Brian Hurt wrote:

While we're blue skying things, I've had an idea for a sorting

algorithm kicking around for a couple of years that might be

interesting. It's a variation on heapsort to make it significantly

more block-friendly. I have no idea if the idea would work, or how

well it'd work, but it might be worthwhile kicking around.

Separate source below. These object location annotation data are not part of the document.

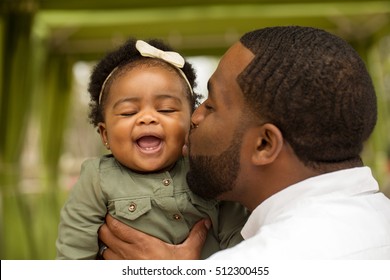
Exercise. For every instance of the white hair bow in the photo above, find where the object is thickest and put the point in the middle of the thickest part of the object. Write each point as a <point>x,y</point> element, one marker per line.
<point>149,51</point>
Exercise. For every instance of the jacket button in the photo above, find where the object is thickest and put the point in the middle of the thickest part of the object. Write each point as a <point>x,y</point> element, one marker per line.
<point>132,207</point>
<point>177,217</point>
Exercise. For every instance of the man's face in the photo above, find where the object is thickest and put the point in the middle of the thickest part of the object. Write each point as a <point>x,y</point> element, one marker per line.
<point>215,145</point>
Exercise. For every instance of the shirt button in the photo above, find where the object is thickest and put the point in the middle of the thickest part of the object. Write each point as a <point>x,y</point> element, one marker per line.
<point>177,217</point>
<point>132,207</point>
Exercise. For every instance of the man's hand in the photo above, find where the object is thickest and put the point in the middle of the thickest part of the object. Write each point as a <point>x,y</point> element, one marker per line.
<point>127,243</point>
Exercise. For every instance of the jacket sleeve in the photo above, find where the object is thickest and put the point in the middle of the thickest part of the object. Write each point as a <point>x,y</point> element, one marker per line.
<point>231,219</point>
<point>81,216</point>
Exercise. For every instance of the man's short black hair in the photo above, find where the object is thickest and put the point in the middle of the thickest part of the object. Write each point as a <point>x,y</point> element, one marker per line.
<point>314,87</point>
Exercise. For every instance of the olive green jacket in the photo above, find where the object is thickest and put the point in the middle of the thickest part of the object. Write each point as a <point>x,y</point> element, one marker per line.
<point>159,204</point>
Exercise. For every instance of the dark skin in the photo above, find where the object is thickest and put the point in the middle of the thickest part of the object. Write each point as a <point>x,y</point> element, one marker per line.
<point>114,232</point>
<point>267,163</point>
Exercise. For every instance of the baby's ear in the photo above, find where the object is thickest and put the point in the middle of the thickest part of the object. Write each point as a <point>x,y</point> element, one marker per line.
<point>269,143</point>
<point>103,134</point>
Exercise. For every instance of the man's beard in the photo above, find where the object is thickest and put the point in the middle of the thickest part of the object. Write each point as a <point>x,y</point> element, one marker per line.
<point>211,176</point>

Now, the core idea of heapsort is that the array is put into heap

order- basically, that a[i] >= a[2i+1] and a[i] >= a[2i+2] (doing the

0-based array version here). The problem is that, assuming that the

length of a is larger than memory, then a[2i+1] is likely going to be

on a different page or block than a[i]. That means every time you

have to bubble down a new element, you end up reading O(log N) blocks-

this is *per element*.

The variation is to instead work with blocks, so you have a block of

entries b[i], and you change the definition of heap order, so that

min(b[i]) >= max(b[2i+1]) and min(b[i]) >= max(b[2i+2]). Also, during

bubble down, you need to be carefull to only change the minimum value

of one of the two child blocks b[2i+1] and b[2i+2]. Other than that,

the algorithm works as normal. The advantage of doing it this way is

that while each bubble down still takes O(log N) blocks being touched,

you get a entire block worth of results for your effort. Make your

blocks large enough (say, 1/4 the size of workmem) and you greatly

reduce N, the number of blocks you have to deal with, and get much

better I/O (when you're reading, you're reading megabytes at a shot).

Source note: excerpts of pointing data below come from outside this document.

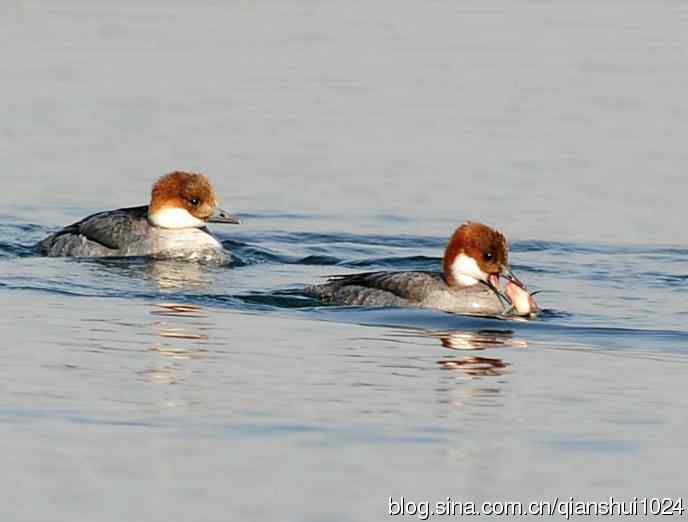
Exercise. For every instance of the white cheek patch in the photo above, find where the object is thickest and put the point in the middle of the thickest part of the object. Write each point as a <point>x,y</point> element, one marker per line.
<point>466,271</point>
<point>175,218</point>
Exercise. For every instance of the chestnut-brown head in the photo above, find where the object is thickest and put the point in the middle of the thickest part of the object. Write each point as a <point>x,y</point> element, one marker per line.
<point>475,253</point>
<point>185,200</point>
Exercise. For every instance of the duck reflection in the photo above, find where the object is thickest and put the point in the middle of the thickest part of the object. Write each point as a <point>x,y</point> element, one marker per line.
<point>184,329</point>
<point>479,340</point>
<point>166,274</point>
<point>475,366</point>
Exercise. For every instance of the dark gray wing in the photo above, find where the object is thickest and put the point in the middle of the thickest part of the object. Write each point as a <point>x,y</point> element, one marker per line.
<point>411,286</point>
<point>111,229</point>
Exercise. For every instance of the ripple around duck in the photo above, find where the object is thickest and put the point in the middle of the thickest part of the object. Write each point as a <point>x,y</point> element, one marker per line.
<point>567,269</point>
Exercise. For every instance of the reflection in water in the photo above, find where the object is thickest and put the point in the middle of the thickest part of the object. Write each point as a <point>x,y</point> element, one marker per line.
<point>476,366</point>
<point>167,274</point>
<point>176,335</point>
<point>176,275</point>
<point>479,340</point>
<point>160,375</point>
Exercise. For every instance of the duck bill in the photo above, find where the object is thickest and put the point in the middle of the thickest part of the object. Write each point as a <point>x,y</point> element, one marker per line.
<point>222,216</point>
<point>492,283</point>
<point>508,274</point>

Now, there are boatloads of complexities I'm glossing over here. This

is more of a sketch of the idea. But it's something to consider.

While we're blue skying things, I've had an idea for a sorting

algorithm kicking around for a couple of years that might be

interesting. It's a variation on heapsort to make it significantly

more block-friendly. I have no idea if the idea would work, or how

well it'd work, but it might be worthwhile kicking around.

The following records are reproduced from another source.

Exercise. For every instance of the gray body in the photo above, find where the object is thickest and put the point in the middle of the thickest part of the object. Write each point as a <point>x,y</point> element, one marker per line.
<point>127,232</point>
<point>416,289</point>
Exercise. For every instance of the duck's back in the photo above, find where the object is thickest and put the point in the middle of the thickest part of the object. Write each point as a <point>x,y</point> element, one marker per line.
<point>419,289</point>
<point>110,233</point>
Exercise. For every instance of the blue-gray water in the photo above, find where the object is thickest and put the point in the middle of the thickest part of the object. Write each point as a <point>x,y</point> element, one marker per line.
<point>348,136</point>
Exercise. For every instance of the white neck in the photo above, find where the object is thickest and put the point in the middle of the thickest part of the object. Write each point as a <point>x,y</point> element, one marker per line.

Now, the core idea of heapsort is that the array is put into heap

order- basically, that a[i] >= a[2i+1] and a[i] >= a[2i+2] (doing the

0-based array version here). The problem is that, assuming that the

length of a is larger than memory, then a[2i+1] is likely going to be

on a different page or block than a[i]. That means every time you

have to bubble down a new element, you end up reading O(log N) blocks-

this is *per element*.

The variation is to instead work with blocks, so you have a block of

entries b[i], and you change the definition of heap order, so that

min(b[i]) >= max(b[2i+1]) and min(b[i]) >= max(b[2i+2]). Also, during

bubble down, you need to be carefull to only change the minimum value

of one of the two child blocks b[2i+1] and b[2i+2]. Other than that,

the algorithm works as normal. The advantage of doing it this way is

that while each bubble down still takes O(log N) blocks being touched,

you get a entire block worth of results for your effort. Make your

blocks large enough (say, 1/4 the size of workmem) and you greatly

reduce N, the number of blocks you have to deal with, and get much

better I/O (when you're reading, you're reading megabytes at a shot).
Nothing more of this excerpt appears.